Free trade has a positive impact on health, so it is reprehensible that governments continue to impose restrictions on trade. It is particularly horrific that drugs and medical devices continue to be subject to a range of import levies in the majority of lower-income countries, with the result that many sick people are priced out of treatment. Removing these unconscionable restrictions on trade must be a priority for trade negotiators concerned about the health of the poorest.

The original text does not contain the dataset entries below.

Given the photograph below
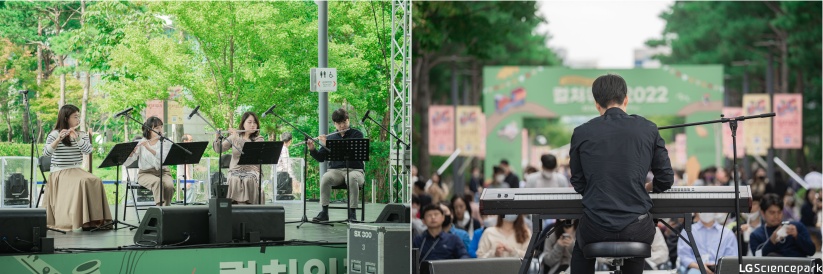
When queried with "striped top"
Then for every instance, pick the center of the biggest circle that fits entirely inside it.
(63, 156)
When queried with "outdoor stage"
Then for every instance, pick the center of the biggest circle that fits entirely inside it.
(312, 248)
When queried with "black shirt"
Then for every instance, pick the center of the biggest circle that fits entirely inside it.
(320, 154)
(609, 158)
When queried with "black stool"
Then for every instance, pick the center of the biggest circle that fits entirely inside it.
(617, 250)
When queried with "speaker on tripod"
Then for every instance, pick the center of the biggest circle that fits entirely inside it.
(16, 190)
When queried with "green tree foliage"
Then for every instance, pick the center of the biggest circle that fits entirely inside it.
(731, 33)
(465, 36)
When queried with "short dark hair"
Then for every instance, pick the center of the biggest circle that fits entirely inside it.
(769, 200)
(609, 89)
(431, 207)
(151, 123)
(246, 115)
(339, 115)
(549, 161)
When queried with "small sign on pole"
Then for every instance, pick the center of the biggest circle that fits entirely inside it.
(323, 79)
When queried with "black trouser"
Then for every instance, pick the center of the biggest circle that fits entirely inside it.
(641, 230)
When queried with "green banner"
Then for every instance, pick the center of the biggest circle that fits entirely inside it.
(513, 93)
(328, 258)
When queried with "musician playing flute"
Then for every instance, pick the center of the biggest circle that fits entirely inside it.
(242, 179)
(147, 154)
(74, 198)
(336, 174)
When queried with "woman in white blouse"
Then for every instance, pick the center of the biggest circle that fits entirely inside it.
(74, 198)
(509, 238)
(148, 154)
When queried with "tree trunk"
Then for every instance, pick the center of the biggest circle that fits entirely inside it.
(8, 124)
(423, 101)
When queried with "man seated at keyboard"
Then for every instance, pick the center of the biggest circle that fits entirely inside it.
(434, 243)
(609, 158)
(777, 238)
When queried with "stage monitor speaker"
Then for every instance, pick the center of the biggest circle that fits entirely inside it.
(21, 229)
(395, 213)
(475, 266)
(267, 221)
(728, 265)
(187, 225)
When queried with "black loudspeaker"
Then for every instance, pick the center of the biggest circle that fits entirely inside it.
(283, 183)
(17, 187)
(475, 266)
(254, 223)
(395, 213)
(187, 225)
(219, 188)
(728, 265)
(21, 229)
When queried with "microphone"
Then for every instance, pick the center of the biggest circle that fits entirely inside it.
(268, 111)
(365, 117)
(194, 112)
(125, 112)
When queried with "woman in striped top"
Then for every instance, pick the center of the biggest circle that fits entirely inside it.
(243, 178)
(148, 153)
(75, 199)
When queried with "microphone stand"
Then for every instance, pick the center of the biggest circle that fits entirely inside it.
(219, 148)
(308, 137)
(162, 139)
(397, 156)
(31, 139)
(733, 126)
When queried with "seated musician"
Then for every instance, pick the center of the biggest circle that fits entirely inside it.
(336, 174)
(609, 158)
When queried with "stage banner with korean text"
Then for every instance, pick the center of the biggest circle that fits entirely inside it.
(441, 130)
(731, 112)
(154, 108)
(175, 113)
(788, 121)
(758, 131)
(471, 137)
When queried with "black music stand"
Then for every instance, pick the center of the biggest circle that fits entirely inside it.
(260, 153)
(116, 158)
(178, 156)
(348, 150)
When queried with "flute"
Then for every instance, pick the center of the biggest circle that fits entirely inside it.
(327, 135)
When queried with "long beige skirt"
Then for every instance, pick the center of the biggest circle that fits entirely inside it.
(75, 198)
(243, 189)
(150, 178)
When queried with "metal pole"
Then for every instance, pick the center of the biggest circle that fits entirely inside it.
(457, 186)
(323, 62)
(770, 90)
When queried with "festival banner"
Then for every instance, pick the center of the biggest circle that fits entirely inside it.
(758, 131)
(441, 130)
(471, 137)
(731, 112)
(175, 113)
(154, 108)
(788, 122)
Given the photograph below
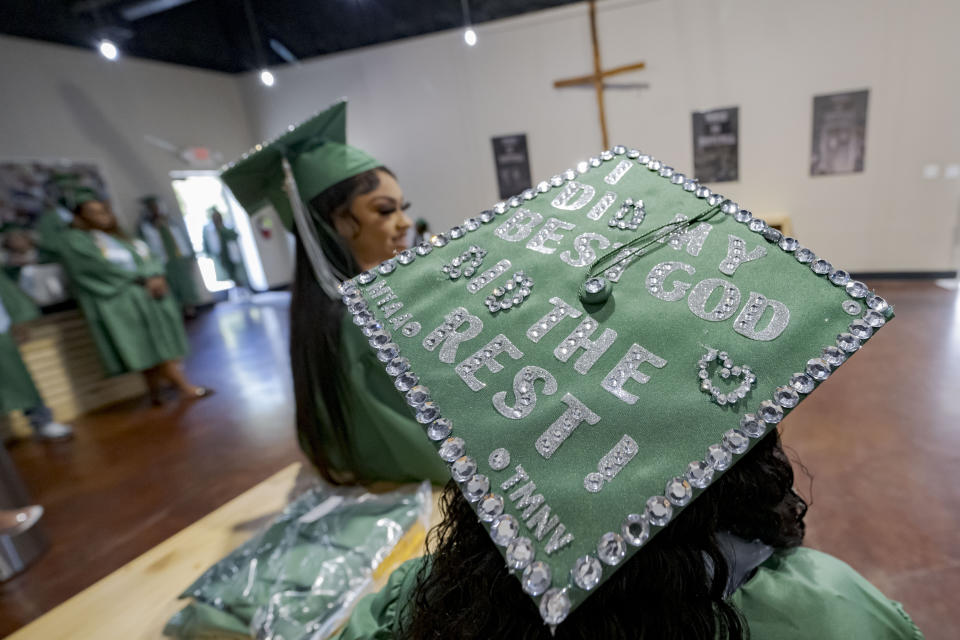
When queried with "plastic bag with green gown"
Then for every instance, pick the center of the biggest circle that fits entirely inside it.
(299, 578)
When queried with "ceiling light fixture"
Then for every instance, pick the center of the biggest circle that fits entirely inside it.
(108, 50)
(266, 76)
(469, 36)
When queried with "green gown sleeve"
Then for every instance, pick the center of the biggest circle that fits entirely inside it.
(803, 593)
(387, 442)
(17, 390)
(378, 616)
(18, 304)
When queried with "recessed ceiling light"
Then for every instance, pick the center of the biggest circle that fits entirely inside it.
(108, 50)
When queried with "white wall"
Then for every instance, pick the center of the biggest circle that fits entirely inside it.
(64, 102)
(428, 106)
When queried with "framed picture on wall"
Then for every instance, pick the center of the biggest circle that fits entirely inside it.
(839, 133)
(513, 164)
(716, 145)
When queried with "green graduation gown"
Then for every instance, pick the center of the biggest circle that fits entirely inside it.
(17, 390)
(795, 595)
(387, 443)
(170, 245)
(131, 329)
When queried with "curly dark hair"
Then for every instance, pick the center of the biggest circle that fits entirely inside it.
(663, 591)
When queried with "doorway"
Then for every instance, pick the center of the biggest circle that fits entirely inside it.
(197, 192)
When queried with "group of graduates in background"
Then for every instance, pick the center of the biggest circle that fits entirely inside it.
(133, 293)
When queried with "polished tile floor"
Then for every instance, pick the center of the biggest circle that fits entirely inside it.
(881, 444)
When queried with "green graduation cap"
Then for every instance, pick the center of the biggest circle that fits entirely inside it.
(317, 153)
(591, 354)
(291, 170)
(73, 196)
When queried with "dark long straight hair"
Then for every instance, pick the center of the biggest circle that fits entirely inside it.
(664, 591)
(315, 334)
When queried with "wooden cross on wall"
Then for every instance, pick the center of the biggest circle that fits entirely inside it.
(598, 75)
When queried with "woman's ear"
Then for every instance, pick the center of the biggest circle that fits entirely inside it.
(346, 225)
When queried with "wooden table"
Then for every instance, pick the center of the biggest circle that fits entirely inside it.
(135, 602)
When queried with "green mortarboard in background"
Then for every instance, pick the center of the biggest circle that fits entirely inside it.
(310, 157)
(73, 197)
(318, 155)
(591, 354)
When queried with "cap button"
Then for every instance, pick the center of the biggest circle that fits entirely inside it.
(595, 291)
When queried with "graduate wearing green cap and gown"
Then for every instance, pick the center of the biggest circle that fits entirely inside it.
(17, 389)
(120, 287)
(347, 214)
(606, 386)
(169, 243)
(220, 243)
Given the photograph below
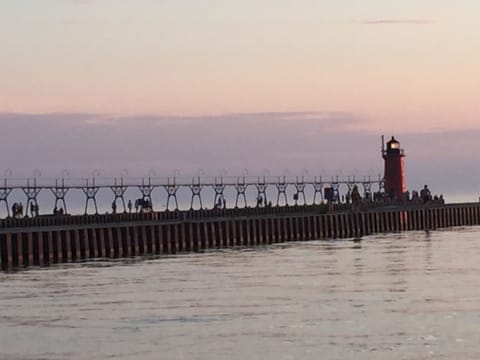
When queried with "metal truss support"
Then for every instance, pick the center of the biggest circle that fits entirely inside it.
(146, 189)
(90, 191)
(196, 189)
(318, 189)
(4, 193)
(119, 192)
(59, 191)
(171, 189)
(219, 199)
(32, 192)
(300, 188)
(261, 186)
(241, 187)
(336, 189)
(282, 191)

In addition, there is a strong moral case for prioritising the removal of tariffs on technologies that enable the supply of clean water and clean energy. Dirty water and fuels are two of the biggest causes of disease in lower income countries – resulting in over 4 million deaths per year, mostly of women and children. The removal of these levies can and should be done as soon as possible. If unilateral removal is not politically acceptable then they should be removed within the context of negotiations on access to environmental goods and services in the current multilateral Doha round.
Finally, there is an absolute moral imperative to remove restrictions on trade in food, because malnutrition remains a major problem in many parts of the world. This applies especially to the many nations in Africa which maintain harmful tariffs on the agricultural products of neighbouring states.